NF: O que devemos perceber é que, a partir das suas realidades socioculturais, as mulheres percebem e encontram seus processos, suas trajetórias. As camponesas possuem um debate mais desenvolvido tanto de crítica sistêmica ao modelo capitalista como de análise feminista na questão da agricultura e da participação no movimento. Isso se deu a partir de uma trajetória em que elas foram encontrando seus espaços, seu caminho de fazer o debate, afirmando questões com muito protagonismo na luta pelos direitos da terra, na resistência às empresas transnacionais que ocupam seus territórios e impõem seu modelo de agricultura capitalista. Elas foram reivindicando e visibilizando seus conhecimentos, seu papel e contribuição históricos na agricultura e, assim, avançando fronteiras. A luta dessas mulheres era para garantir a terra, ao mesmo tempo que questionavam a exclusão dos filhos nos processos de herança das esposas.

Acho que avançou inclusive no questionamento ao modelo de família idealizada, a família como espaço de harmonia, de complementaridade. A garantia de espaços de auto-organização das mulheres nos movimentos mistos é fundamental para o debate entre elas para que possam aprofundar suas reflexões, colocar seus questionamentos, pensar formas conjuntas de ação. Creio que as mulheres avançaram mais do que os homens em relação ao debate de outro modelo que incorpore não só o feminismo, mas também uma visão ecológica. Isso faz parte também de um processo de conquista de mais autonomia.

CST: Quais as dificuldades que vocês têm encontrado para abordar o tema do aborto, uma vez que esse tema é considerado delicado nos movimentos de mulheres que não são declaradamente feministas?

NF: Nesse processo das alianças, ainda tratamos pouco sobre o tema. Creio que o tema do aborto, em primeiro lugar, tem que ser trabalhado entre as mulheres e, a partir de um acúmulo, ir ampliando para outros setores. O que prevalece nesse caso é fortalecer os espaços nos quais discutimos entre mulheres o que levar para uma agenda geral. Mas isso também é relativo e depende do grau de articulação e mobilização que temos. Nesse caso, podemos citar que no Brasil e na América Latina o tema do aborto é parte da agenda da MMM. Nós temos colocado em todos os documentos sobre integração regional um item que propõe que um processo de integração dos povos só ocorrerá se as mulheres tiverem soberania sobre seus corpos e suas vidas. Em alguns documentos da Coordenação dos Movimentos Sociais (CMS) no Brasil colocamos a garantia do exercício dos direitos reprodutivos. Mas é fato que ainda falta muito para que o tema do direito ao aborto seja incorporado por todos. No Brasil, tanto a CUT quanto a UNE em geral, não só as mulheres, têm resolução em favor da descriminalização e da legalização do aborto. Em geral, nos países da África é onde sentimos mais dificuldades. Temos feito mais intercâmbio de experiências de como as mulheres vivem o aborto, mas ainda é difícil ações comuns, simultâneas em todo o mundo. No Brasil, é um pouco diferente, mas conseguimos expor, ampliar o debate dos direitos reprodutivos. É em um grupo grande, com vários países, que a polêmica aparece mais claramente.

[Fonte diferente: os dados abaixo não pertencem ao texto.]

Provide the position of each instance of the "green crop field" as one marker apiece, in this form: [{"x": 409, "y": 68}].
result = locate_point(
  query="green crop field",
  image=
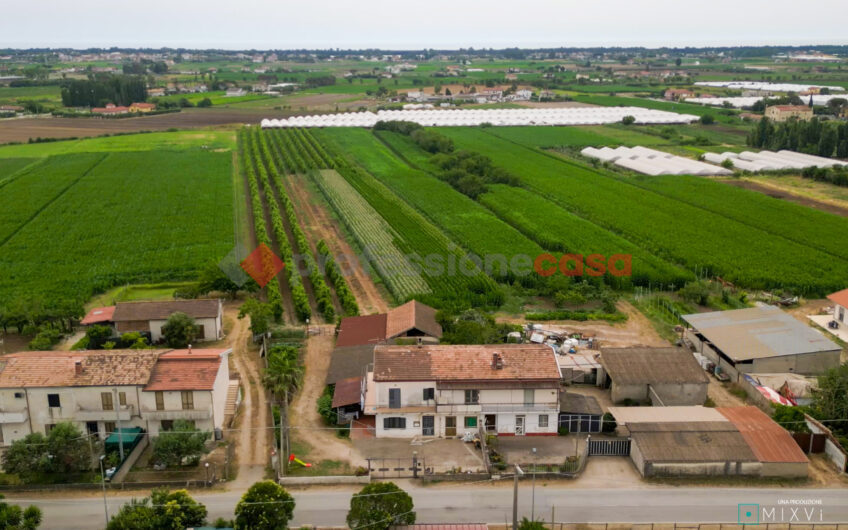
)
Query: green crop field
[{"x": 95, "y": 221}]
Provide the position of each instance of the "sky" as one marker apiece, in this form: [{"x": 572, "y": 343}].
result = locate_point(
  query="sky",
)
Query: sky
[{"x": 398, "y": 24}]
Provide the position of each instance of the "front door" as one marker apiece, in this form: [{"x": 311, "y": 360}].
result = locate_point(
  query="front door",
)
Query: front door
[
  {"x": 450, "y": 426},
  {"x": 427, "y": 426}
]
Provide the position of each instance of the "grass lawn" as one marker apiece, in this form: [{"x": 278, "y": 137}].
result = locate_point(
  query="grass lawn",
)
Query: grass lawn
[
  {"x": 165, "y": 141},
  {"x": 132, "y": 292}
]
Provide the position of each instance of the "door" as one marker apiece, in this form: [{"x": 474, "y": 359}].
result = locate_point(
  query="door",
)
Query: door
[
  {"x": 428, "y": 426},
  {"x": 450, "y": 426}
]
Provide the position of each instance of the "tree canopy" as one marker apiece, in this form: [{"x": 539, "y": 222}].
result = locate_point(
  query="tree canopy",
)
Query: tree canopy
[
  {"x": 380, "y": 506},
  {"x": 264, "y": 506}
]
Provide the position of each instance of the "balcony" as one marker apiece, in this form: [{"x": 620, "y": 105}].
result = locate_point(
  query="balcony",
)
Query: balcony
[
  {"x": 18, "y": 416},
  {"x": 177, "y": 414},
  {"x": 125, "y": 413}
]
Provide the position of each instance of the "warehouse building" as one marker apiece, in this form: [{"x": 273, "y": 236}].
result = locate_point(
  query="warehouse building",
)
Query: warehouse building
[
  {"x": 760, "y": 340},
  {"x": 661, "y": 376},
  {"x": 701, "y": 441}
]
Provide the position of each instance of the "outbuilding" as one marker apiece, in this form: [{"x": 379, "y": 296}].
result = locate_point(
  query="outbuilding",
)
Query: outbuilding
[{"x": 661, "y": 376}]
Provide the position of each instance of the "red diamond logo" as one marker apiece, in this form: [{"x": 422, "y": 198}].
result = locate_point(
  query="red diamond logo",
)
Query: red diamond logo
[{"x": 262, "y": 265}]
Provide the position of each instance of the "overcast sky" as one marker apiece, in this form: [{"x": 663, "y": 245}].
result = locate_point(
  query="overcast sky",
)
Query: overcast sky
[{"x": 398, "y": 24}]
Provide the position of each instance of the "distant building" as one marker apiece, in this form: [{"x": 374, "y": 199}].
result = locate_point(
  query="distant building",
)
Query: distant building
[
  {"x": 781, "y": 113},
  {"x": 142, "y": 107},
  {"x": 678, "y": 94},
  {"x": 760, "y": 339}
]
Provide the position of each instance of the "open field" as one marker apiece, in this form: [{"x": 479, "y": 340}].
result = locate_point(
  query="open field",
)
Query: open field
[{"x": 104, "y": 225}]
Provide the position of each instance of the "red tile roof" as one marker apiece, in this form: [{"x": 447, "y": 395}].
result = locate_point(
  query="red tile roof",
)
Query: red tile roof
[
  {"x": 347, "y": 392},
  {"x": 769, "y": 441},
  {"x": 133, "y": 311},
  {"x": 520, "y": 362},
  {"x": 58, "y": 368},
  {"x": 194, "y": 369},
  {"x": 367, "y": 329},
  {"x": 839, "y": 297},
  {"x": 98, "y": 314}
]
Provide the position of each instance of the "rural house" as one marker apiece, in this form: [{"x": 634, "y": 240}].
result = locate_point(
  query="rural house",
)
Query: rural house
[
  {"x": 411, "y": 320},
  {"x": 208, "y": 314},
  {"x": 446, "y": 391},
  {"x": 685, "y": 441},
  {"x": 663, "y": 376},
  {"x": 98, "y": 390},
  {"x": 760, "y": 340}
]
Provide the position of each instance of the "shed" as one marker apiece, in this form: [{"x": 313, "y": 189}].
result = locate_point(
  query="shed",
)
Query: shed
[
  {"x": 761, "y": 339},
  {"x": 663, "y": 376},
  {"x": 579, "y": 413}
]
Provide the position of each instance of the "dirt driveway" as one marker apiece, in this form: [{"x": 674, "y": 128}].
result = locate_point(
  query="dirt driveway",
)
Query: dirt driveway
[{"x": 305, "y": 422}]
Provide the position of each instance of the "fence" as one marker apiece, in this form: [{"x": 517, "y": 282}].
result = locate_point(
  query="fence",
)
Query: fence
[{"x": 608, "y": 447}]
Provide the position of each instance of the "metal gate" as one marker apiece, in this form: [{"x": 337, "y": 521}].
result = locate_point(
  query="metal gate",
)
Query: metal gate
[{"x": 609, "y": 447}]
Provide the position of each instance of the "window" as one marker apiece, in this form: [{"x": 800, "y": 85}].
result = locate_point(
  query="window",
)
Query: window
[
  {"x": 106, "y": 400},
  {"x": 394, "y": 398},
  {"x": 394, "y": 423},
  {"x": 188, "y": 400}
]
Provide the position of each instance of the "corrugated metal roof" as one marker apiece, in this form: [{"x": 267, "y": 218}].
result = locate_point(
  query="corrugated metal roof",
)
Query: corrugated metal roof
[
  {"x": 769, "y": 441},
  {"x": 639, "y": 366},
  {"x": 759, "y": 332}
]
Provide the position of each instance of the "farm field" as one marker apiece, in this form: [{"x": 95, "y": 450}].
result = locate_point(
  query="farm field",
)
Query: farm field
[
  {"x": 128, "y": 217},
  {"x": 668, "y": 228}
]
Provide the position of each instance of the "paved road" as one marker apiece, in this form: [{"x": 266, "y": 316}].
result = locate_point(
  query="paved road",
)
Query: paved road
[{"x": 492, "y": 504}]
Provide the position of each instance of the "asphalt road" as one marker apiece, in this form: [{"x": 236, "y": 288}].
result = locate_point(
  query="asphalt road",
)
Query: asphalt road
[{"x": 493, "y": 504}]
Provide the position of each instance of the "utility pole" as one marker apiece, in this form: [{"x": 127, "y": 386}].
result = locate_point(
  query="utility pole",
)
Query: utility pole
[
  {"x": 117, "y": 406},
  {"x": 515, "y": 498}
]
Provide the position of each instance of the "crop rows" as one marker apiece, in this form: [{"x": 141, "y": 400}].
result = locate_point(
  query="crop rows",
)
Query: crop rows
[
  {"x": 323, "y": 295},
  {"x": 135, "y": 217},
  {"x": 666, "y": 227},
  {"x": 373, "y": 234},
  {"x": 334, "y": 273},
  {"x": 272, "y": 288},
  {"x": 299, "y": 296}
]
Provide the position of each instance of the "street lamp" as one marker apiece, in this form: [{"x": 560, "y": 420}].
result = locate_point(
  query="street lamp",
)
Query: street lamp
[
  {"x": 103, "y": 483},
  {"x": 533, "y": 494}
]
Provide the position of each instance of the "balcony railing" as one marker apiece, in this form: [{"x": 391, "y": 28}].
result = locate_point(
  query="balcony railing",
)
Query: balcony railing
[
  {"x": 17, "y": 416},
  {"x": 177, "y": 414}
]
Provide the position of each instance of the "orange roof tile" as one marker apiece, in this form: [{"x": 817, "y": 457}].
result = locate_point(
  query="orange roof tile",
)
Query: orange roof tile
[
  {"x": 58, "y": 368},
  {"x": 98, "y": 314},
  {"x": 769, "y": 441},
  {"x": 520, "y": 362},
  {"x": 181, "y": 370},
  {"x": 839, "y": 297}
]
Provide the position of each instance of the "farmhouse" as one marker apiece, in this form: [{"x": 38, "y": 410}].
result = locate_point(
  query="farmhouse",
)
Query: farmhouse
[
  {"x": 663, "y": 376},
  {"x": 446, "y": 391},
  {"x": 677, "y": 94},
  {"x": 677, "y": 441},
  {"x": 142, "y": 107},
  {"x": 760, "y": 340},
  {"x": 102, "y": 390},
  {"x": 412, "y": 320},
  {"x": 786, "y": 112},
  {"x": 151, "y": 316}
]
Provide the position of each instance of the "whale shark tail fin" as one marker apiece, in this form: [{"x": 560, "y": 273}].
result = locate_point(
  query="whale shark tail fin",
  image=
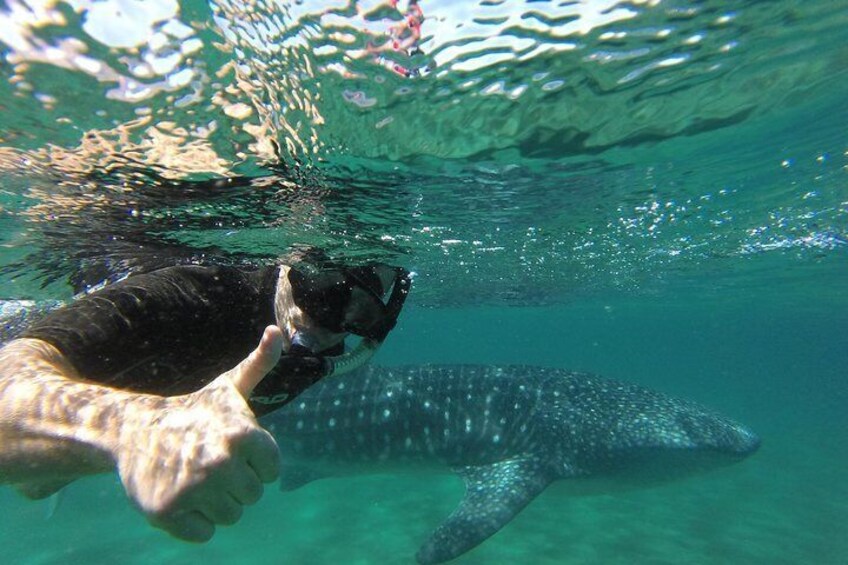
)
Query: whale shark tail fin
[{"x": 494, "y": 494}]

SRF: No Brasil, na Marcha há uma maior representatividade de mulheres dos movimentos sociais do campo ou urbanos?

NF: A composição da MMM no Brasil é bastante diversificada. Como é um movimento bastante horizontal, temos dificuldade de ter dados muito exatos. O funcionamento cotidiano dos comitês estaduais é mais marcado pela presença das mulheres urbanas. Em muitos estados temos uma presença grande de jovens, em outros de mulheres da economia solidária, em outros de mulheres do movimento sindical. Em alguns estados temos uma forte dinâmica rural, como é o caso do Rio Grande do Norte, do Ceará, e cresce na Bahia. Além da grande presença das mulheres da Contag e do MMTR/NE.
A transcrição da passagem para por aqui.